第45話 小姓組番頭
◆◇◆◇◆◇◆◇
村沢主税は、老中首座の土井利厚に呼ばれ、江戸を荒らす怪物討伐の大将を命じられた。
「身に余る光栄でございます」
と、村沢は頭を下げ、さらに深く頭を下げながら続けた。
「ですが、わたくしには、いささか荷が重うございます」
辞退したのである。
本当に、身に余る光栄と思ったわけでは無い。
面倒事を嫌っただけである。
村沢の知行は3000石。
将軍の親衛隊とも言える馬廻衆に属し、小姓組番頭を務めている。
順当にいけば、書院番頭、大番頭へと、出世の道を進めるはずであった。
……土井様の頼みとは言え、つまらぬことで、出世の道を踏み外したくは無いわ。
村沢は顔を伏せたまま、土井に見えない位置で、ふてぶてしく口の端を歪めた。
「……お役目以外の面倒事には、関わりたくはないか」
上座から届いてきた土井の言葉に、村沢はギョッとした。
知らず知らずの内に、心根を口に出していたのかと思い、青くなったほどである。
「い、いえ、そのようなことは……」
村沢は慌てて顔をあげた。
ふてぶてしさは霧散し、言葉を濁してしまう。
「たしかに、江戸の治安を守るは、町奉行の役目である」
土井は、慌てる村沢を無視して続けた。
「しかし、実際に動く与力、同心は御家人ども。
やつらの手に負えぬとなれば、我ら旗本が腰をあげるしかあるまい」
それは分からぬではないが、なぜ俺が……。
村沢がそう思うと、土井は、またも、その不満に答えるように続けた。
「知行で言えば、そちより高禄の者は幾らでもいるが、その者たちは、先の町奉行を始め、勘定奉行、大目付、目付、奏者番など、役方ばかりで、こういう荒事には役に立たぬ」
役方とは、文官のことである。
これに対し、軍事を受け持つ武官は、番方と呼ばれた。
「もちろん、番方で、そちより上の者いるが、歳を取り過ぎておったり、健康を害していたり、そもそもが無能であったりと、どうにも頼りにならぬ。

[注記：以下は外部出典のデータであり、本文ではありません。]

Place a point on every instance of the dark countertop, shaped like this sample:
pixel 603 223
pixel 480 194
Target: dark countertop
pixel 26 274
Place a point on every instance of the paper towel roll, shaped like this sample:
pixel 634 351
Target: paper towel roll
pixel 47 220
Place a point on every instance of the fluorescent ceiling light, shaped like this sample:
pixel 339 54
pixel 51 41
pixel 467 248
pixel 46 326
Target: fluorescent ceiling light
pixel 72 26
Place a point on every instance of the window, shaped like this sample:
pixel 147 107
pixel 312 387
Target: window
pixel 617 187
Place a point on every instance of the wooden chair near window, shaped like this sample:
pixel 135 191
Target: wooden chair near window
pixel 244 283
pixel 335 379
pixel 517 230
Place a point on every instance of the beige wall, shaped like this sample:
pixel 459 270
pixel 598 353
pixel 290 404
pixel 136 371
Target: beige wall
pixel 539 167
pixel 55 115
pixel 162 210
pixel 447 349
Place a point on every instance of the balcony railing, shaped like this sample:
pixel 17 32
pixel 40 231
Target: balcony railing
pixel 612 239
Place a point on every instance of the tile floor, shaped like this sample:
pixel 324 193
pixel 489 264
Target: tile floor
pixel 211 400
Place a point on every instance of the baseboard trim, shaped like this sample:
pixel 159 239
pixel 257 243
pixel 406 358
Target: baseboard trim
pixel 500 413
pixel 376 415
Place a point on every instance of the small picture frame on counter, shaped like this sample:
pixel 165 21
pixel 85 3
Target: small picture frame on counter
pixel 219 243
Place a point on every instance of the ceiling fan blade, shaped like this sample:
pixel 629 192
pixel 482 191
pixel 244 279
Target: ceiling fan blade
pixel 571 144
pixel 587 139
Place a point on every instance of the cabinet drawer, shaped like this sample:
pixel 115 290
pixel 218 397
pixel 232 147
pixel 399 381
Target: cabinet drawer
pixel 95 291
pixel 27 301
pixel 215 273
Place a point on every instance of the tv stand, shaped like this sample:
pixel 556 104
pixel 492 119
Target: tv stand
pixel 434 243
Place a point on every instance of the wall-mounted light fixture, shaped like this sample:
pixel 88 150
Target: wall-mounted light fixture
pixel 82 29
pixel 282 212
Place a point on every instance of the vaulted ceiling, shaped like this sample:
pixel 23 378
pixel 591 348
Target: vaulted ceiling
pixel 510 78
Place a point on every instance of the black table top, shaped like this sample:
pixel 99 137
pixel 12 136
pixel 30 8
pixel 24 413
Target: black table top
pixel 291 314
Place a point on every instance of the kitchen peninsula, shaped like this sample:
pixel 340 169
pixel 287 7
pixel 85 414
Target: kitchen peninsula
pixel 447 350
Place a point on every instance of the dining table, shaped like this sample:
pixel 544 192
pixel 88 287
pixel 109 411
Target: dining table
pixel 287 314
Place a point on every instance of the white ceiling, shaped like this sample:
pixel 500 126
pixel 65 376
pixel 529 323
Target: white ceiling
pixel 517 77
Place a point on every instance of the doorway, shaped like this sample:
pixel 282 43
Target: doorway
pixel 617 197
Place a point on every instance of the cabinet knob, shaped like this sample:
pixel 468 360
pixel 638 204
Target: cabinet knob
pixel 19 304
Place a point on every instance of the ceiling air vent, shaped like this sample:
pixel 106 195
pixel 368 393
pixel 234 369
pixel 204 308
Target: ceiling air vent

その中で、唯一、わしが頼りになると思ったのが、村沢主税じゃ」
土井の言葉は、村沢の自尊心をくすぐった。
「どうじゃ、引き受けてくれまいか」
土井は、言葉とは裏腹に、尊大な笑みを浮かべていた。
老中首座の自分が、ここまで腹を割って頼んだことを、よもや断るまいな、と言った顔である。
「謹んで、お引き受けいたします」
さすがに断ることは出来ず、村沢は頭を下げた。
しかし、いくつかの問題があった。
これを詰めねばならない。
「しかし、引き受けるにあたって、土井様の御手をお借りしたいことがございます」
土井は、分かっていると言うように小さく頷いた。
★☆★☆
雑事は終わったのですが、何故か燃え尽きてしまったかのように、しばらく書くことができませんでした^^;
別に大変なことがあったとか、そう言うわけでは無かったのですが、何故か書くことが出来ず、日数だけが過ぎてしまいました。
今もまだ、以前のように書けている気がしません^^;
字数が少なく、話も補足的な場面ですが、45話目を公開します。
どこかでスイッチが入ったら、また普通に書き始めると思います。
たぶん、書けば、スイッチが入ると思うのですが……^^;
また、皆様の物語も読みに伺わせてもらいます。